No bidding wars. No retry. Just one predictable number.
How Validators Decide What to Accept
Each validator does the same, but in reverse. They also collect heartbeat messages. However, instead of selecting the highest 2f + 1, they choose the lowest 2f + 1. Again, they take the median, and that becomes their local threshold. If Alice's transaction fee is at or above this number, they accept it.
This asymmetry is intentional: Alice uses the high end to ensure her fee clears every honest validator's threshold. Validators use the low end to ensure they don't reject honest users unnecessarily. This ensures that even if validators and users see a different set of heartbeat messages, they have a valid clearing price.
But let's play it out to be sure. Say there are four validators, and one is malicious.
- Sharing the local estimates. The honest ones report base fees of $99, $100, and $101. The malicious validator could have said anything or nothing at all. For the sake of the example, the malicious validator sends nothing to the first validator, $0 to the second one and ∞ to both the third one and the user.
- Alice’s gas price. Alice collects the three (2f +1) highest heartbeats [$100, $101, ∞] and computes the median value $101 as the price for the current epoch. Note here that if the malicious guy would have sent $0 to Alice, then she would have computed the gas price to be $100. We will see in the next step that any value greater or equal to $100 would have been valid.
- Validators gas price. The validators each take the three lowest values and compute their medians - $99, $100, and $99, respectively. Regardless of the estimate sent by the malicious guy, the gas price for the validators are lower than $100 and greater than $99.

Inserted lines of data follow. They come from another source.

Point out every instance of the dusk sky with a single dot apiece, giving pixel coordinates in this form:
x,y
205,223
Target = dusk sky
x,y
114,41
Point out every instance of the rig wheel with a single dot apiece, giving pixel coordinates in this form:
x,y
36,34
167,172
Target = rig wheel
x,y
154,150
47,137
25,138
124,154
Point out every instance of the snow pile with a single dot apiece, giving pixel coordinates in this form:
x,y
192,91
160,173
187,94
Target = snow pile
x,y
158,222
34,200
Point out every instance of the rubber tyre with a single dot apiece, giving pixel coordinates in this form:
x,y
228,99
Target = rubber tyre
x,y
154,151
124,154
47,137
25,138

- Alice uses $101 as the gas price for her transaction, which is greater than the local estimates of all the honest validators; therefore, she receives sufficient attestations to confirm her transaction.
What it Achieves
With the heartbeat construction, pod achieves what traditional systems rely on consensus to do:
- Honest users' transactions are accepted by all honest validators.
- Fees are predictable – users don't need to guess or overpay; they just include the base fee.
- The system stays responsive under load, balancing the throughput and price.
- The fee mechanism protects the system from denial-of-service attacks; validators follow simple rules to filter out low-paying transactions.
- Users pay a fair price; one that comes from, or lies between, honest validator estimates.
And it does all of this without consensus. It's the kind of design that makes consensusless systems not just fast, but usable.
TL;DR
Consensusless systems like pod can execute transactions efficiently, but setting fair transaction fees without coordination is challenging. Traditional approaches rely on global agreement to reflect load and adjust fees. pod's heartbeat construction solves this by (i) structuring time into epochs, (ii) sharing local load estimates, and (iii) letting users and validators coordinate on fees via quorums. The result is a transaction pricing mechanism that's fair and predictable, without compromising the performance gains that come from avoiding consensus in the first place.